22nd trial, Vhalar, 719
Continued from here
He didn't need to sleep to know something had changed. But he didn't know quite what that was until the second night.
The first, it had been a scratching, a tickling in his head, like the name for a face you just can't grasp until trials after you meet the person. The dream in the Stormwastes ended not long after his minor revelation, and while he remembered it, of course, he couldn't piece together what it meant. But like storm clouds and distant thunder, he knew it meant something. It was a sign. A portent. That first trial, however? Nothing seemed unusual. His dream was not even lucid, just another black and blissful seven or eight breaks of oblivion while his body rested and healed itself.
The second night was different. The scratching grew claws, not fingers. The tickling poked and prodded deeper. Kasoria could not ignore it anymore... nor the fact he was feeling this while he was awake.
Which ain't the way this is supposed to work... right?
Kasoria cursed in the backyard of his home and wished that he had Llyr to talk to. He should have brought it up when they met, two trials prior. But he'd other things on his mind and being around the younger man again... well... other things. The Raggedy Man had frowned long and hard at that afterwards. Never was his way to be distracted by sheen and glamour; all that did was make him suspicious. Llyr being Llyr did not excuse it, either. He suspected there was something more to it, but didn't quite want to believe the boy had been so foolish and borderline-suicidal to use wyrd on him.
Why not? Everyone else seems to be slinging it around, these trials.
He sighed into the frigid air. No point whining about it now. The feeling would not go away, and he knew that night would be when he confronted it. He couldn't place it, nor understand it, but... he felt it. Like an idea, a notion, a concept planted into his mind and he simply knew it. Like being told the name of something and then, forever after, you don't need to think about the name anymore.
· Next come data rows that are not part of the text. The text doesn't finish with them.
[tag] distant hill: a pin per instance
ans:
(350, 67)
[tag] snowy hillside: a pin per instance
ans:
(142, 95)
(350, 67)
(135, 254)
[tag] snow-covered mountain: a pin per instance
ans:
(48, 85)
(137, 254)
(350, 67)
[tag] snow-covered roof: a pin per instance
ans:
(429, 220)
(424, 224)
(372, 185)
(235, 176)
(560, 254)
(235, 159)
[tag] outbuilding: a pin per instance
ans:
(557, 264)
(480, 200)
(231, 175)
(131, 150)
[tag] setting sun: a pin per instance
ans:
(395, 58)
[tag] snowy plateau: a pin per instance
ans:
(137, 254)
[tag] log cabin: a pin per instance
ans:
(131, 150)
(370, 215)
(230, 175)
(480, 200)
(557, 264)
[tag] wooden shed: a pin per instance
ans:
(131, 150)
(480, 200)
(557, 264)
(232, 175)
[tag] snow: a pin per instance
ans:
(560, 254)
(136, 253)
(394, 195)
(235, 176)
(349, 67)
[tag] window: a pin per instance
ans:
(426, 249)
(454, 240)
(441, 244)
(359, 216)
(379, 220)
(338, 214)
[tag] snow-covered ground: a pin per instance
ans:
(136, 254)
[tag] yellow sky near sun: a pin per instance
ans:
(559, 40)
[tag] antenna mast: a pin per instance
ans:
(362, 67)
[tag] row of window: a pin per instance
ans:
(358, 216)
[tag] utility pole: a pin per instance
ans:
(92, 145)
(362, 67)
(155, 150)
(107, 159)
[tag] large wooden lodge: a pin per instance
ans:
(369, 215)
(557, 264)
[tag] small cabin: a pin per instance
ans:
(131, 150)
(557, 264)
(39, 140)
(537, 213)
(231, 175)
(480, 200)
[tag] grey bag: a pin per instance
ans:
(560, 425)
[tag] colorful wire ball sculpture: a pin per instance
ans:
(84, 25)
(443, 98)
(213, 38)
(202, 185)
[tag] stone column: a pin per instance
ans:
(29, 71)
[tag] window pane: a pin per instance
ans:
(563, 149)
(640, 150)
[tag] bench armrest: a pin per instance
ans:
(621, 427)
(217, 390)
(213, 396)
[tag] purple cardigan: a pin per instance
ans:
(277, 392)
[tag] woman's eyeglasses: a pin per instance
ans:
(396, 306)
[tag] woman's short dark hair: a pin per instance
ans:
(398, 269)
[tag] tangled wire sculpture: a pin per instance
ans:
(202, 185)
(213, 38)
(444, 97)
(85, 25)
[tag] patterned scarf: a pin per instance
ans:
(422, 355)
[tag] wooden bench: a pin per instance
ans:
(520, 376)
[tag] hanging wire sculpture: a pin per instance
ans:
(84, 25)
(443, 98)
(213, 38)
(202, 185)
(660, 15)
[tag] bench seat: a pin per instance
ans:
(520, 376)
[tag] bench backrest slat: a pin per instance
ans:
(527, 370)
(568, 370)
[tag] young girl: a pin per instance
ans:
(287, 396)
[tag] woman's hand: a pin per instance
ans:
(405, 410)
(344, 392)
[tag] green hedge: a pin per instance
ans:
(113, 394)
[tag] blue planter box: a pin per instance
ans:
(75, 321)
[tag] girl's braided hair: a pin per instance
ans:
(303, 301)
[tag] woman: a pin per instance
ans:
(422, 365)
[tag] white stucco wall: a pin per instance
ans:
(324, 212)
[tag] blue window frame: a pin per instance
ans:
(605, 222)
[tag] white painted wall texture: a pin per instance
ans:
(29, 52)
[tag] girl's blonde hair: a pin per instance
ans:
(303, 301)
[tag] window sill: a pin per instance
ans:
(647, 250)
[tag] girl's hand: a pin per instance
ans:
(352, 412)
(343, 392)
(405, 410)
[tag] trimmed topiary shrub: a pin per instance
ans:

The thing and the name, the name and the thing, one shapes and molds the other. Inextricable. So what did he know now?
The Raggedy Man stopped in the middle of the yard and closed his eyes. The whistling of freezing wind above the walls chased out all other sounds. Save for the pulse of his heart and the slow heaving of his lungs. What was it saying to him?
You can go somewhere, in your dreams.
But he already knew that, so what did-
No. Not your mind. You.
Kasoria swallowed and let the feeling grow words and whispers. Surely he'd misheard it. Surely it couldn't be true, and yet... yet he remembered how he'd come to be on that ship, with Zarik (as he was then), seasons ago. He hadn't traveled through munadne means; hadn't even used a Rupturing portal. Iy had been magic, starting in the dream the Dreamwalker had found him in. Back in the infant trials of his lucid time in the Emea. What had the mage called it? Kasoria frowned and when he spoke-
"... Crossin'."
-his eyes snapped open. Thing and name, concept and label, practical and abstract. They seemed to click together in his mind, and Kasoria understood. Possibilities unraveled from that epiphany like a vast web from a single egg of intellect. With some effort, he reined them in and kept it single. Crossing. Which allowed him to... move his body, into the Emea. He remembered how Zarik had done it, in the confines of his lodging in Yaralon. He'd opened a portal, for want of a better word. He'd been the portal, though. Kasoria had taken his hand, and it feel like the weight of a mountain had yanked him into the Emea, then spit him out half a continent away in the Orm'del Sea.
So you can open it yourself. Just need to find the right way.
The Raggedy Man faced a wall. He walked towards it. Once he was close enough to feel the frosted stone in front of him, smell the ice-encrusted rock smashed into bricks, he stopped. Then he closed his eyes. He thought of all the doors he'd seen in the Veil. Submerged just under the surface of his mind's understanding of that realm. Countless thousands, more than he could explore in a hundred lifetimes. Some carved with runes in languages from the other side of the world, in places he would never step. Some from the countryside, the cities, the plains, high in trees and under the waves. There was always a doorway. Always a place of transition. Between one thing and the next.
Kasoria reached out with his hand... and he placed it against the wall. The stones that were no longer quite stones. Still solid, still real, but now infused. His body, the power beyond the ever-growling Spark that he possessed, coming out now into the Waking World. Like a pot bubbling over, it had spread from the Emea and was now at his call in reality. So he put it to use. He focused on making his own portal, his own Crossing into the Emea. The wall was no longer just a wall, the stones no longer stones. They shimmered even though his eyes did not see them, but he felt them. He could feel an almost-liquid sensation, then the charge, and then-
Then that weight grabbed him, flowing ether pouring across his arms and his eyes snapped open, he saw bright light and a burning, blinding hole-
-the cat around the corner heard the strange, ripping, popping sound. Scabby and emaciated, it hobbled around just in time to see a boot vanish into... something. It hardly had a language for magic, after all. It blinked bifurcated eyes and lo, there was no... something. It was just a stone wall. The cat shivered and scuttled on. Vhalar had come; food and somewhere warm to eat it was more pressing that human foolishness.